A New Formulation for Zeroth-Order Optimization of Adversarial EXEmples in Malware Detection
This addresses the challenge of functionality-preserving adversarial attacks for Windows malware detection, offering a more efficient and theoretically grounded approach.
The paper tackles the problem of adversarial EXEmples in malware detection by formulating it as a zeroth-order optimization framework, resulting in ZEXE, which improves evasion rates and reduces injected content size to less than one third compared to state-of-the-art methods.
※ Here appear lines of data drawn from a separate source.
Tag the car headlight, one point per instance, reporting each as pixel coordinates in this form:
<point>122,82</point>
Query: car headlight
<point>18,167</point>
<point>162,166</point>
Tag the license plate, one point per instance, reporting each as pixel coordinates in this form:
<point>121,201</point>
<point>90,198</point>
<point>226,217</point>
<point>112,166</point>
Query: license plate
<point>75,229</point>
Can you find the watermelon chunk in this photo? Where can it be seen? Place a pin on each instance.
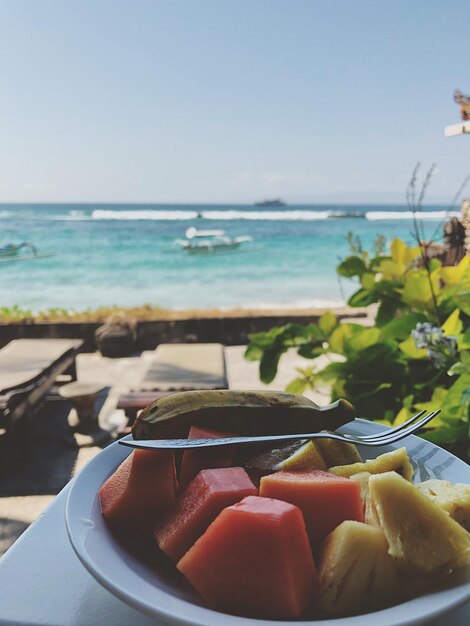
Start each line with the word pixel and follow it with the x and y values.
pixel 325 500
pixel 254 560
pixel 140 492
pixel 210 492
pixel 194 460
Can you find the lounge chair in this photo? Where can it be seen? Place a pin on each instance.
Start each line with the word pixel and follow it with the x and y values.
pixel 177 367
pixel 28 369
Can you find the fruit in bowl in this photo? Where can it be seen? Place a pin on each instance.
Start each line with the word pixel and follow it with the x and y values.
pixel 302 544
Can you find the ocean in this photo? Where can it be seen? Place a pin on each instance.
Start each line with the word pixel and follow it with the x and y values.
pixel 125 255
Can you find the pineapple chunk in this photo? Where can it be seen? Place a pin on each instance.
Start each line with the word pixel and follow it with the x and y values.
pixel 454 498
pixel 370 514
pixel 338 452
pixel 418 532
pixel 356 574
pixel 396 461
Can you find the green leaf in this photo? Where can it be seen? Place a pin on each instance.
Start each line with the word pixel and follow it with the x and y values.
pixel 453 324
pixel 340 334
pixel 386 312
pixel 459 368
pixel 351 266
pixel 361 298
pixel 408 347
pixel 457 401
pixel 462 299
pixel 298 385
pixel 465 343
pixel 327 323
pixel 401 327
pixel 417 291
pixel 311 351
pixel 447 434
pixel 361 340
pixel 253 353
pixel 268 364
pixel 368 280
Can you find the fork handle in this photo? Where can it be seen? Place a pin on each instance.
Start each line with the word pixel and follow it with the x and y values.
pixel 182 444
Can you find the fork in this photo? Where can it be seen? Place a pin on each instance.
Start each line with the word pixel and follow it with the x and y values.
pixel 387 436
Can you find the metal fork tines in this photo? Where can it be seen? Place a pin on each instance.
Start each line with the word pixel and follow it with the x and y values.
pixel 390 435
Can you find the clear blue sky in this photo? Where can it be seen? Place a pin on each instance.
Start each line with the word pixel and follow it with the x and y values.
pixel 230 101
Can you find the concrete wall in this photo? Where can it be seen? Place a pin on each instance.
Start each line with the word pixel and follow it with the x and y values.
pixel 227 330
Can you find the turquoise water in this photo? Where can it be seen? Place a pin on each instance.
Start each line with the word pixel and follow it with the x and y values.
pixel 125 255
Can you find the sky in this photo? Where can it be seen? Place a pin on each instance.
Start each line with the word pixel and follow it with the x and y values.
pixel 230 101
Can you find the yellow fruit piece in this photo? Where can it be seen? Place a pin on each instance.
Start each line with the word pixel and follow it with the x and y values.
pixel 338 452
pixel 370 515
pixel 454 498
pixel 419 533
pixel 356 573
pixel 396 461
pixel 307 456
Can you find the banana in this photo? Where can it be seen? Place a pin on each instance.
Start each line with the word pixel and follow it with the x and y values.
pixel 241 412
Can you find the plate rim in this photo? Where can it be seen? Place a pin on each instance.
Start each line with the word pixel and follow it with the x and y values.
pixel 208 617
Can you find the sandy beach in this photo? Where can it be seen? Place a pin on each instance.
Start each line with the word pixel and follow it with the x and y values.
pixel 25 493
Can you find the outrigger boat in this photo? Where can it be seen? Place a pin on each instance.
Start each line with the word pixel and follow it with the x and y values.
pixel 11 252
pixel 210 241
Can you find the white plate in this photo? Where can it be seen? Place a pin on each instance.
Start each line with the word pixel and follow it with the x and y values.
pixel 164 595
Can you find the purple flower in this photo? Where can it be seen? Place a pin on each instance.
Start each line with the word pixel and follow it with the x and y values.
pixel 442 350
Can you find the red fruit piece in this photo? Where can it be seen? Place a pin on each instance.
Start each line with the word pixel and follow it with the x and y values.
pixel 194 460
pixel 254 560
pixel 210 492
pixel 140 492
pixel 325 500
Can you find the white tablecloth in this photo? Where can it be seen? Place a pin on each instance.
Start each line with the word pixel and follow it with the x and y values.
pixel 42 583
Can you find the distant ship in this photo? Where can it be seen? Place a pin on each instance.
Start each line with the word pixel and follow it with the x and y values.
pixel 271 202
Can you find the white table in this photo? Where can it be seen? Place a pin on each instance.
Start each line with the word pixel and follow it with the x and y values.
pixel 42 583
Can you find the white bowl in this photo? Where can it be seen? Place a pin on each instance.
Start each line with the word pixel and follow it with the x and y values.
pixel 165 595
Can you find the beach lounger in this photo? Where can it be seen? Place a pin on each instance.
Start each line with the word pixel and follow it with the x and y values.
pixel 177 367
pixel 184 366
pixel 28 369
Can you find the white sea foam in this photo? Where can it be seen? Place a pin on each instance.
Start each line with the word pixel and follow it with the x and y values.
pixel 222 214
pixel 408 215
pixel 143 214
pixel 294 215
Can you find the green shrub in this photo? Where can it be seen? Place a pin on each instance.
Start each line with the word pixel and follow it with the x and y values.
pixel 415 356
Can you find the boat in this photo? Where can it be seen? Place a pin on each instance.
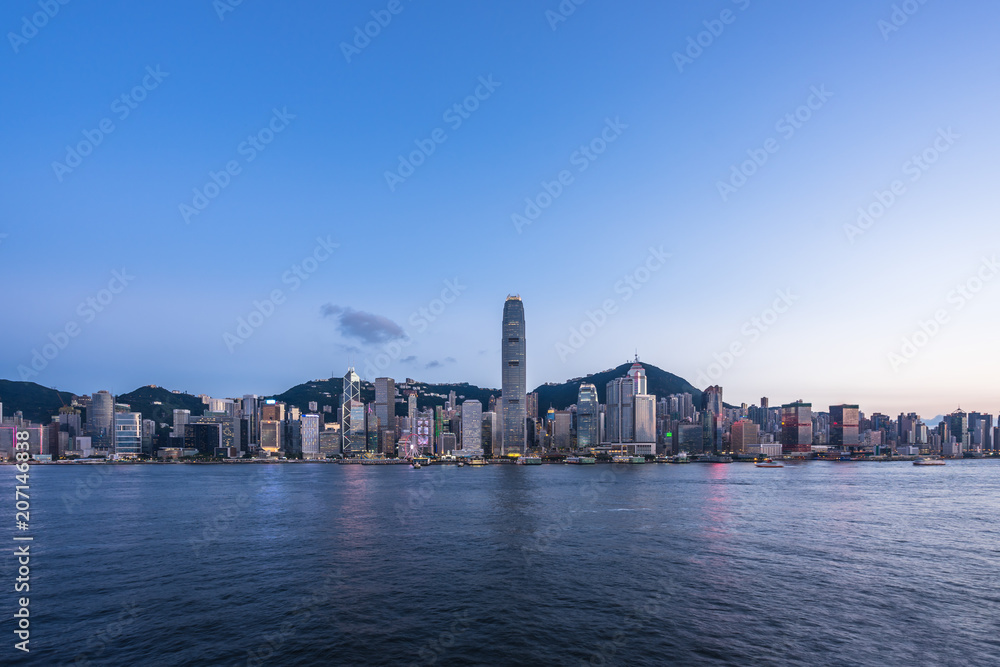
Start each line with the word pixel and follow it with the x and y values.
pixel 581 460
pixel 928 462
pixel 714 458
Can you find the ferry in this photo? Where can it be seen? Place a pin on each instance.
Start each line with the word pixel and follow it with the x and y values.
pixel 928 462
pixel 629 459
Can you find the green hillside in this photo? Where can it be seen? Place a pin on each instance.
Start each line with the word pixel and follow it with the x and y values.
pixel 658 382
pixel 36 402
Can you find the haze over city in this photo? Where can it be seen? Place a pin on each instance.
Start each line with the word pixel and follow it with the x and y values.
pixel 629 138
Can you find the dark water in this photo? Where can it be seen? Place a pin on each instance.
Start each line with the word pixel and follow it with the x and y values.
pixel 813 564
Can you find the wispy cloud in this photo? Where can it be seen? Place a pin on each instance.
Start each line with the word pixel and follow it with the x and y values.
pixel 366 327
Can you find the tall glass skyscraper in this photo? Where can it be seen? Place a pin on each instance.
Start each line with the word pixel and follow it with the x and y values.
pixel 587 417
pixel 101 420
pixel 513 373
pixel 350 414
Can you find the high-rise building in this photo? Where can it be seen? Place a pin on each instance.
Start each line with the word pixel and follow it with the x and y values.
pixel 181 418
pixel 350 443
pixel 796 428
pixel 472 428
pixel 844 426
pixel 100 420
pixel 385 411
pixel 630 421
pixel 711 400
pixel 310 436
pixel 271 437
pixel 514 377
pixel 743 435
pixel 128 434
pixel 531 405
pixel 587 417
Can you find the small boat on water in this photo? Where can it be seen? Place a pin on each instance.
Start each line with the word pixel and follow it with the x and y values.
pixel 928 462
pixel 581 460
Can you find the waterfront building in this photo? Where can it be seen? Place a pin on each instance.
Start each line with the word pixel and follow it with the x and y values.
pixel 472 428
pixel 796 428
pixel 128 434
pixel 844 426
pixel 513 375
pixel 352 416
pixel 310 436
pixel 587 417
pixel 743 436
pixel 385 411
pixel 100 420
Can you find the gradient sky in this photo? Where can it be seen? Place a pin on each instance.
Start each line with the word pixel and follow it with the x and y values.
pixel 655 186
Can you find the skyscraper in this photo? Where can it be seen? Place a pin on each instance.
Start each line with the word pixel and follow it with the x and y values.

Machine learning malware detectors are vulnerable to adversarial EXEmples, i.e. carefully-crafted Windows programs tailored to evade detection. Unlike other adversarial problems, attacks in this context must be functionality-preserving, a constraint which is challenging to address. As a consequence heuristic algorithms are typically used, that inject new content, either randomly-picked or harvested from legitimate programs. In this paper, we show how learning malware detectors can be cast within a zeroth-order optimization framework which allows to incorporate functionality-preserving manipulations. This permits the deployment of sound and efficient gradient-free optimization algorithms, which come with theoretical guarantees and allow for minimal hyper-parameters tuning. As a by-product, we propose and study ZEXE, a novel zero-order attack against Windows malware detection. Compared to state-of-the-art techniques, ZEXE provides drastic improvement in the evasion rate, while reducing to less than one third the size of the injected content.